En même temps que les mots apaisants de la vieille dame, Aube entendit trop fort les pensées de sa mère. Elle n’avait pas encore tout à fait donné son autorisation à Max et semblait vouloir revenir sur sa décision. La fillette comprit qu’insister ne servirait à rien, pire, que ça envenimerait la situation.

« Rassure-toi, je te raconterai » exprimait le visage sérieux de Max qui tenait à la perfection son rôle de garçon serviable.

— D’accord, osa Aube. Max peut y aller seul.
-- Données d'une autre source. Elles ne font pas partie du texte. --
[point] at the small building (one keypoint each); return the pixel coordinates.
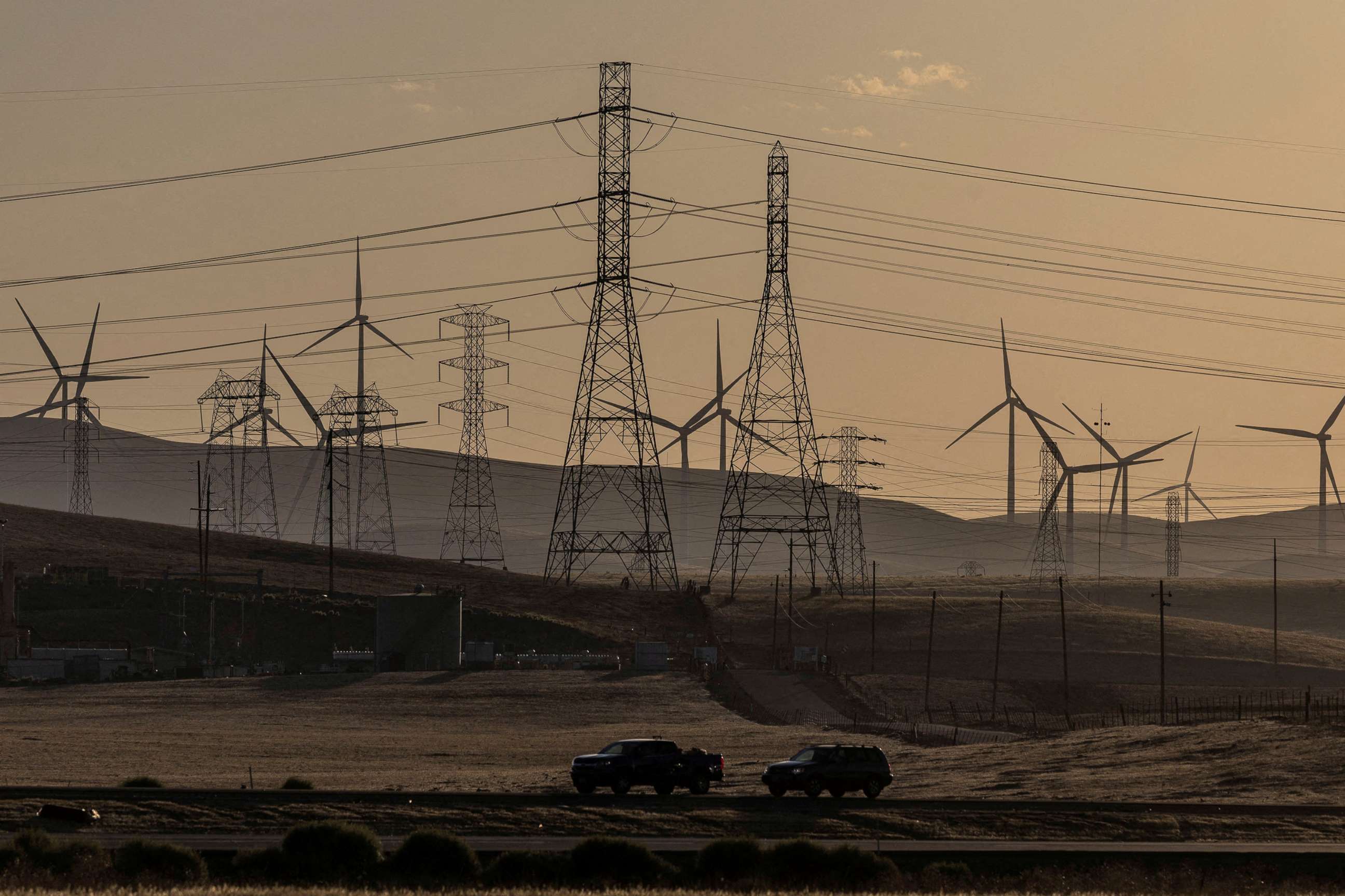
(419, 633)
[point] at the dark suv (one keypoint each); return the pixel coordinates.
(837, 768)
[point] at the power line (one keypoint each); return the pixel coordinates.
(217, 173)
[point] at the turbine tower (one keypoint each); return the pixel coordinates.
(85, 421)
(849, 528)
(473, 529)
(1066, 482)
(1013, 403)
(244, 404)
(1185, 486)
(357, 428)
(612, 509)
(764, 498)
(1122, 479)
(1324, 467)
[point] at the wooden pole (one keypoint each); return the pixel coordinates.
(934, 599)
(1000, 627)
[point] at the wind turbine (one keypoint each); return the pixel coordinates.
(1189, 491)
(1067, 484)
(1013, 403)
(64, 378)
(1122, 481)
(81, 491)
(1323, 436)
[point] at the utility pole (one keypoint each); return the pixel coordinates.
(775, 629)
(1000, 627)
(873, 618)
(1102, 423)
(203, 512)
(934, 599)
(1162, 653)
(1064, 645)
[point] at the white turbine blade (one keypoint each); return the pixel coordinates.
(327, 335)
(46, 349)
(1093, 432)
(987, 416)
(1335, 415)
(1301, 434)
(84, 368)
(1192, 493)
(387, 338)
(1153, 448)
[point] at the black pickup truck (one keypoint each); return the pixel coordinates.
(646, 762)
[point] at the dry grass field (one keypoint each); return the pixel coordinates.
(517, 731)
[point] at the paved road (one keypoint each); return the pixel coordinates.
(693, 844)
(719, 799)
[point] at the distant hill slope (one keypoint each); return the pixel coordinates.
(153, 479)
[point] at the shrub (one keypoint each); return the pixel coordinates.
(143, 860)
(73, 860)
(803, 864)
(326, 852)
(435, 859)
(731, 859)
(529, 870)
(143, 781)
(262, 867)
(616, 861)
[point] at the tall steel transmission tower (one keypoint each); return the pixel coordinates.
(612, 509)
(770, 495)
(849, 529)
(473, 530)
(1048, 559)
(1173, 554)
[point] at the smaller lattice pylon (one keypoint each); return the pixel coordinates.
(1173, 532)
(473, 528)
(1048, 557)
(848, 527)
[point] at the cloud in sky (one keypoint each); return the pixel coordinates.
(858, 132)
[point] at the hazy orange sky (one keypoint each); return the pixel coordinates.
(1242, 69)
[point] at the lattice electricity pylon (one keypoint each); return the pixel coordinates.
(764, 497)
(849, 529)
(1173, 554)
(78, 432)
(612, 509)
(473, 529)
(1048, 559)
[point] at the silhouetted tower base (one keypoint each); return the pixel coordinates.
(849, 528)
(775, 495)
(611, 502)
(473, 530)
(1048, 559)
(1173, 554)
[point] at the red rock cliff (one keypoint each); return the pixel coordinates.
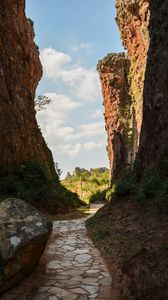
(20, 72)
(113, 71)
(154, 134)
(133, 20)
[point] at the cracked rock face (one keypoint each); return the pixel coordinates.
(23, 236)
(113, 71)
(20, 72)
(154, 134)
(133, 18)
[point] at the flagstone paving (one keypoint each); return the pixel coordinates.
(71, 268)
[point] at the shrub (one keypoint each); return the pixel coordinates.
(30, 182)
(125, 185)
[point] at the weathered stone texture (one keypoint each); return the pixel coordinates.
(20, 72)
(113, 71)
(23, 236)
(154, 135)
(133, 20)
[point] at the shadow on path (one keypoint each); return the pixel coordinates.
(71, 268)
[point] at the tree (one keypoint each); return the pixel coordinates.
(58, 170)
(41, 102)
Je l’attendrai ici.

— J’aime mieux ça, ajouta sa mère qui vit son fils emmener la voisine vers la sortie avec la désagréable impression d’avoir été roulée dans la farine par ses enfants.

Jeanne ramassa ses papiers et leur adressa un petit signe.

« Tu m’appelleras Jeanne quand nous serons toutes les deux, ma princesse. Ta gentillesse vaut bien ta politesse. »

— Sois prudent, Max. Tu accompagnes Madame Jeanne, mais tu ne déranges pas les gens, compris ? précisa Éléonore qui les escortait jusqu’à la porte.

Aube avait compris tout le monde ce soir, mais ne trouvait pas les mots pour exprimer ce qu’elle-même ressentait.

— Au revoir, murmura-t-elle avec un geste discret de la main à Jeanne.

La vieille dame descendit lentement sur le trottoir avec Max qui commençait déjà à regretter sa décision.

« À cette allure de tortue, on ne récoltera pas beaucoup de signatures » se disait-il quand Aube entendit encore la voix de Jeanne dans sa tête.

« Sois patiente. Rendez-vous dimanche à l’heure du thé. Si j’ai bien compris, tu as quelqu’un à me présenter. »

 

— Aube ! Viens m’aider à ranger la table ! cria sa mère qui était déjà de retour à la cuisine.

Quand les couverts furent débarrassés, il ne resta plus que l’exemplaire de la pétition disposé à côté de l’assiette de son père. Aube examina le document et tenta d’en déchiffrer les mots. Le premier, elle ne pouvait pas l’oublier, était le mot « Pétition ». Il commençait par la même lettre que « papa ». Il avait beau avoir été écrit en caractères d’imprimerie sur la vieille machine à écrire de Jeanne, Aube l’imaginait en version dorée et agrémentée de belles boucles fières. Puis elle remarqua qu’il y avait aussi deux « i » dans « Pétition » comme dans « Histoires ». Elle y vit un bon présage. Enfin, en se concentrant, elle se rappela que la phrase lue par son frère se terminait par le mot « colline ». Elle crut deviner où il était sur la page, lui aussi avec un « i » presque au milieu. Pourquoi s’écrivait-il avec ces deux grands « l » dressés en son centre ? Aube l’aima aussitôt. Ce mot était beau, plein de courbes, pas très long, et pourtant rempli de secrets.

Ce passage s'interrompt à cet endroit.